Local News - Exploring Web-based Threaded Discussion Server Functionality
Lars Magnusson
Although I installed my first Web server in 1994, I
didn't pay much
attention to Web technology itself until last autumn
when I was at a
convention and saw a demonstration by Swedish Telecom,
Telia. They
showed an application for their Net documentation -
a text repository
able to check in new or changed texts. It was not as
streamlined as Tim
Berners-Lee's original Web system, but it was quite
functional.
Unfortunately, Telia wasn't interested in releasing
the CGI script they
used, partly because they felt it was not ready. But
it inspired a lot
of the conference participants and gave me an excuse
to take a closer
look at what Web applications really could do. There
was a lot of
discussion about text repositories going on at my primary
employer, a
municipal council, so it was natural to look into the
possibility of
replicating Telia's application.
Since I did not have access to a Web server with CGI
capability at that
time, I tried using the posting capability instead,
and I found that
making a user friendly repository with that method was
not possible.
This was mainly because the present HTML standard does
not support a
predefined Subject-line in a post, which is necessary
to get reference
information into the return post.
I was drawn into a discussion about FirstClass, a Canadian
conference
system that used a proprietary protocol. Naturally,
the idea arose to
look at a local Web-based conference server, with an
interface not
unlike Netscape 1.x's Netnews. (See Listing 1, lnews.sh.)
After exploring FirstClass, I found I now had some code,
including an
old mailserver (see "An Internet Gate for a Local
Email System," Sys
Admin Jan/Feb 1995: 49-56), that could be used. And,
with the post
option in Web forms, I gained much of the control over
the flow that I
previously lacked.
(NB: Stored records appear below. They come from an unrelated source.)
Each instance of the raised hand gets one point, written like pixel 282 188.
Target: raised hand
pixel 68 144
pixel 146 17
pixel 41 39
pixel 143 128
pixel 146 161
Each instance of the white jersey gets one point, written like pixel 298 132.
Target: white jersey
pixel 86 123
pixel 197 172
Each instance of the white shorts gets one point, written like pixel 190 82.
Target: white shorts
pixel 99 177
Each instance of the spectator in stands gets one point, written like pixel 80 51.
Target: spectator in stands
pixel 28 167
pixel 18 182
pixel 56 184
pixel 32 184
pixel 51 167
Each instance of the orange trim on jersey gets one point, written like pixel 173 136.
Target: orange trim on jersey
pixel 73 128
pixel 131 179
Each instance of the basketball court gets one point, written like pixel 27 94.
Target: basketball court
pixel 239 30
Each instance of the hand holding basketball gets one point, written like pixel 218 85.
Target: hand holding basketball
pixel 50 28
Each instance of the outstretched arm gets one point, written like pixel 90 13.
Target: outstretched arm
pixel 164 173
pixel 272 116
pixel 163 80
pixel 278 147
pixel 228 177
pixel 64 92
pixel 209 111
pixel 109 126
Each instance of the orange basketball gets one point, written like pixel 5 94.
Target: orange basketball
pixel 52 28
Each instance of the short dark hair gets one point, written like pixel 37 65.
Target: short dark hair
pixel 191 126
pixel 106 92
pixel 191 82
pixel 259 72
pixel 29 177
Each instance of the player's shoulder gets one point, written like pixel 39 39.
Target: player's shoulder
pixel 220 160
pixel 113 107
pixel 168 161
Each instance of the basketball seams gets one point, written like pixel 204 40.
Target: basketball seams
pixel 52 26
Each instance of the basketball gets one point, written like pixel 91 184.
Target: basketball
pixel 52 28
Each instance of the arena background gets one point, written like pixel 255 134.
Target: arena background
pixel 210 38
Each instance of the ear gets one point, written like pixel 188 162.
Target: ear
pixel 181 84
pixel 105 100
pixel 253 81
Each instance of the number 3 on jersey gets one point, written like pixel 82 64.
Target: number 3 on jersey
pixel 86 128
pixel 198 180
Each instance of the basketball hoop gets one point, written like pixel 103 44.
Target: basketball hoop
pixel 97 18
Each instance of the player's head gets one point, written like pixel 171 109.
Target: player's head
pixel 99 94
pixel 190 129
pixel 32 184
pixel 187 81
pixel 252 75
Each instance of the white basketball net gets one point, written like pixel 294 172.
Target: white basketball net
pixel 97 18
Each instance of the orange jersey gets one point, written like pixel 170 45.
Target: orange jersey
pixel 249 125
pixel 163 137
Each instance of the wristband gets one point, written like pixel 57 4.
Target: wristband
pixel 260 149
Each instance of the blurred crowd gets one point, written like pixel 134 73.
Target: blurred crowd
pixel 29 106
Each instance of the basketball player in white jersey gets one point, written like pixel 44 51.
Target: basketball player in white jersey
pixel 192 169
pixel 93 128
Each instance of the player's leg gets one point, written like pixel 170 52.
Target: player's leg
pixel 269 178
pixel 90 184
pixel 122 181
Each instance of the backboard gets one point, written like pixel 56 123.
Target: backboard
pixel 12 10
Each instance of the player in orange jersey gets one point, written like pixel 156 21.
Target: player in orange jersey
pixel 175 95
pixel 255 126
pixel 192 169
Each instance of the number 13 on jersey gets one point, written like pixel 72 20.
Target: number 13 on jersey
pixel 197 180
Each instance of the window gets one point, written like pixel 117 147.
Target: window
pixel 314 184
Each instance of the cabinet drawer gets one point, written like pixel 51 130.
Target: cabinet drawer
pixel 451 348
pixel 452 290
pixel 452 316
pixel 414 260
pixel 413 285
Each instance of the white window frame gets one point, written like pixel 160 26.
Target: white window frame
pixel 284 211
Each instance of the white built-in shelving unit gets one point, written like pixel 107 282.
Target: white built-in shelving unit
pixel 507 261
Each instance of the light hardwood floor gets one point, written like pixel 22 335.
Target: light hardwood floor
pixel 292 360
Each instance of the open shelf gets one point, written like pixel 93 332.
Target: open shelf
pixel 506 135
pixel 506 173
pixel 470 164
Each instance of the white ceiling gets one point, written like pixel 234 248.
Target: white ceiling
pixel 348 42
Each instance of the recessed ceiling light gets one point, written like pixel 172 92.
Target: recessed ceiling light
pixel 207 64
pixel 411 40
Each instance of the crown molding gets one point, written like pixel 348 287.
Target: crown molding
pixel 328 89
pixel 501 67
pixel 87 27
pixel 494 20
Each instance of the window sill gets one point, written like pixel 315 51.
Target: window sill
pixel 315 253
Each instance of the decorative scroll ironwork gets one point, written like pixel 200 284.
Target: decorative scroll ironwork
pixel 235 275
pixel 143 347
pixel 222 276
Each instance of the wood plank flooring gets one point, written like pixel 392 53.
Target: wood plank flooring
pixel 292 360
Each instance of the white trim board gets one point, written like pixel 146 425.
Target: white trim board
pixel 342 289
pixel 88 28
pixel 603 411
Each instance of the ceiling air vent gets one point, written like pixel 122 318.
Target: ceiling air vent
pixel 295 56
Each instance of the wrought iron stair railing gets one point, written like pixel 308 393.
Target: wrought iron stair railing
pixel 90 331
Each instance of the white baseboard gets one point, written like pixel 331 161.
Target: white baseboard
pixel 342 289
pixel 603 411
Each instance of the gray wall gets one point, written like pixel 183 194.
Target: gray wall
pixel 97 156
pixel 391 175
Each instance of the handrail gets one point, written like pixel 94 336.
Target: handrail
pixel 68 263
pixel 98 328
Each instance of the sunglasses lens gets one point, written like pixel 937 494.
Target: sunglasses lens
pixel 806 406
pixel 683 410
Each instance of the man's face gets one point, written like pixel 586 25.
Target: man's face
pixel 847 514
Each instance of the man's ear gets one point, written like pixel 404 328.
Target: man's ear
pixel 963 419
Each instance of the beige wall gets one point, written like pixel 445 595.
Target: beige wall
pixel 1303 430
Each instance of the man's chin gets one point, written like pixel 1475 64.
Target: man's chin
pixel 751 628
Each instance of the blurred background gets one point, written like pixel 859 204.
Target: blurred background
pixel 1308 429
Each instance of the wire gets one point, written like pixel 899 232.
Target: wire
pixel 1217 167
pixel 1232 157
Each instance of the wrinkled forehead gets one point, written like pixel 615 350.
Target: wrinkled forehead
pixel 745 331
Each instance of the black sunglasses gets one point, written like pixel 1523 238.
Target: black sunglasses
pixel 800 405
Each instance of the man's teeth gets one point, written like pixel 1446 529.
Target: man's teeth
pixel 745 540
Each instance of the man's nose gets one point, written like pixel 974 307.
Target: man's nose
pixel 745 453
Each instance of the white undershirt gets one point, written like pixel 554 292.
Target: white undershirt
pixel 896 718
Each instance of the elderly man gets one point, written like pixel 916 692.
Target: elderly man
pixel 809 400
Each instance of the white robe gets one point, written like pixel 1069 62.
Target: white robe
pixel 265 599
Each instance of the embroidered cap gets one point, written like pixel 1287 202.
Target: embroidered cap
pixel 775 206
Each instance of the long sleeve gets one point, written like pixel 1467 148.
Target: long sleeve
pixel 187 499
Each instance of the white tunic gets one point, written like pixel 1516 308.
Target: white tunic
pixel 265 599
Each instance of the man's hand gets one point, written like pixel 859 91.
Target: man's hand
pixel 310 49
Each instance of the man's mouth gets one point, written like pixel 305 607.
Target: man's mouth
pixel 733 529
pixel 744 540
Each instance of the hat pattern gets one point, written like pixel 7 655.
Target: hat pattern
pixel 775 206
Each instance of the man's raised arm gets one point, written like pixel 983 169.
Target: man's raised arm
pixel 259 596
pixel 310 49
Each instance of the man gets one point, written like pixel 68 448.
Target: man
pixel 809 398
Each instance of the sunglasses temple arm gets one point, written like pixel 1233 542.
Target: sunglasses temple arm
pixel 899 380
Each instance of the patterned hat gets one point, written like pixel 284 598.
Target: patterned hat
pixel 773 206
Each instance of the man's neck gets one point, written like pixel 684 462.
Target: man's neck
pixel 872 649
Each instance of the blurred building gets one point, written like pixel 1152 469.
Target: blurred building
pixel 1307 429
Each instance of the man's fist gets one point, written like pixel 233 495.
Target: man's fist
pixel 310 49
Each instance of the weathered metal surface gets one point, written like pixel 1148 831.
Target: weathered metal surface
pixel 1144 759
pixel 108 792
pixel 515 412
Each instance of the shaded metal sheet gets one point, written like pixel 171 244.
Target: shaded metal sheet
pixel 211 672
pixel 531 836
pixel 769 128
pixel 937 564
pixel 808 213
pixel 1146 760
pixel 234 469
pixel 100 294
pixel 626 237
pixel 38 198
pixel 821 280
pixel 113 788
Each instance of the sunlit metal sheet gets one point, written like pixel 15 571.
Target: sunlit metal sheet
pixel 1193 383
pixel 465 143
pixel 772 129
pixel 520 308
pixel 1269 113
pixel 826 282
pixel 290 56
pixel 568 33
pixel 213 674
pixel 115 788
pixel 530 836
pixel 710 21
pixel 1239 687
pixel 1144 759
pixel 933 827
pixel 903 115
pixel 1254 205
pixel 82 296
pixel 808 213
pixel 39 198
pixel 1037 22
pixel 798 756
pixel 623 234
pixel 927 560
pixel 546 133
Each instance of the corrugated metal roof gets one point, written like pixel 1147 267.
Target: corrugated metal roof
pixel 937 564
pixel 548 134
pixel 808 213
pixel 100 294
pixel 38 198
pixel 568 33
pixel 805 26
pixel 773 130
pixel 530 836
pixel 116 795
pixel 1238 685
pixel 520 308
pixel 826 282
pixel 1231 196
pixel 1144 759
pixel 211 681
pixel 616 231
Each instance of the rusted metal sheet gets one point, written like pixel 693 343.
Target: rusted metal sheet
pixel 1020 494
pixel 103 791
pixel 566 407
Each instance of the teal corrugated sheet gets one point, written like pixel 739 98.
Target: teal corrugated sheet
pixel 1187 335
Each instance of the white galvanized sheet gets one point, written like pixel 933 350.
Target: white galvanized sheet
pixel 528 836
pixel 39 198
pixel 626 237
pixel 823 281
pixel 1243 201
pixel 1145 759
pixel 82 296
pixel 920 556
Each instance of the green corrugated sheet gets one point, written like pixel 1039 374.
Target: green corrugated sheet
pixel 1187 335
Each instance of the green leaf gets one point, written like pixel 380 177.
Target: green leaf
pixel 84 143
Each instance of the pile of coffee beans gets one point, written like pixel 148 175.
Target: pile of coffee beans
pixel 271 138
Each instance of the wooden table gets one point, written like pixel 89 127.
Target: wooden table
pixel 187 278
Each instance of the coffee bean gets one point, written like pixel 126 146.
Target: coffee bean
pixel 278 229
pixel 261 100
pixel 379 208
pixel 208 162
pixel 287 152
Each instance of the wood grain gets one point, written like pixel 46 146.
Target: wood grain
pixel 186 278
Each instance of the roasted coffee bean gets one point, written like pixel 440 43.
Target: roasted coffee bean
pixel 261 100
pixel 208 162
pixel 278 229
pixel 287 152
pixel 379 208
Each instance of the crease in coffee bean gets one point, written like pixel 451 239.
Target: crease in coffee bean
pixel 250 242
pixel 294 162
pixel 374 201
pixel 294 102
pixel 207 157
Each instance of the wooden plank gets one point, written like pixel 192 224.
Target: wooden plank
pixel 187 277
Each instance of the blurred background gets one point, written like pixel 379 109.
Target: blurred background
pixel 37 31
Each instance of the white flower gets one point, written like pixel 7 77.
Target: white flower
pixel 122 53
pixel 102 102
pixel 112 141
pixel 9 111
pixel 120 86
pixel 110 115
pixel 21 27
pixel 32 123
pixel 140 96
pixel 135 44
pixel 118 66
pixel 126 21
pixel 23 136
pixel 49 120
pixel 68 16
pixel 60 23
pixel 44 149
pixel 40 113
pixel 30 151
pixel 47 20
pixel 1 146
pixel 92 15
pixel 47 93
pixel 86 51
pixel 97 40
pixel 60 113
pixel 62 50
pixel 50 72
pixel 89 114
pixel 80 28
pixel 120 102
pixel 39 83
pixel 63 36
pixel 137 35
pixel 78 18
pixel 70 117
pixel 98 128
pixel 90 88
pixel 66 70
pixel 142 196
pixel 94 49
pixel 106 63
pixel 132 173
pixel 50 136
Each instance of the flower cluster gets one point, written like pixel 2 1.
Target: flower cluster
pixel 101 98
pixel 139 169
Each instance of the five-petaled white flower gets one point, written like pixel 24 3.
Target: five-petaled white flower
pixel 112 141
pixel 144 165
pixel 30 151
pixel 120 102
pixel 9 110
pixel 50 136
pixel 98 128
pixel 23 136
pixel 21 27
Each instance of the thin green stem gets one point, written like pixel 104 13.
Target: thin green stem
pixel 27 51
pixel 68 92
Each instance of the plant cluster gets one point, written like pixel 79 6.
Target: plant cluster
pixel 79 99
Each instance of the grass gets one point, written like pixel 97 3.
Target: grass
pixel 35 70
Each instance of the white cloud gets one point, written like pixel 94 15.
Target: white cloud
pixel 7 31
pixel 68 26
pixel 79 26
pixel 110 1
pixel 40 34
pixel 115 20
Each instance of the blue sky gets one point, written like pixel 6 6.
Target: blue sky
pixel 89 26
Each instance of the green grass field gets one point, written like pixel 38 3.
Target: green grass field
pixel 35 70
I was then faced with five general
problems to solve;
I needed to:
1. Restore the mailed form to a structured text, handling
both older
Netscape 1.x string data as well as newer 2.x MIME-code
data.
2. Transform the HTML/MIME codes for special chars,
especially the
Swedish chars (most of which are vowels-very important
in getting words
correct).
3. Generate a message-id in form of a index number
4. Build the resulting HTML page
5. Create a theaded index page, similar to that of Netscape
Netnews
Restoring Mail and Transforming Special Characters
Submissions sent via the Web-forms interface come in
as conventional
email, potentially manipulated by several intervening
mail transport
agents. To restore the email back to a formatted letter,
I needed to
resolve other problems:
1. Netscape version 1.x and older delivers form data
in a continous
string, whether it is through CGI or a post.
2. Both rmail and mailx/Mail break lines at 80 characters.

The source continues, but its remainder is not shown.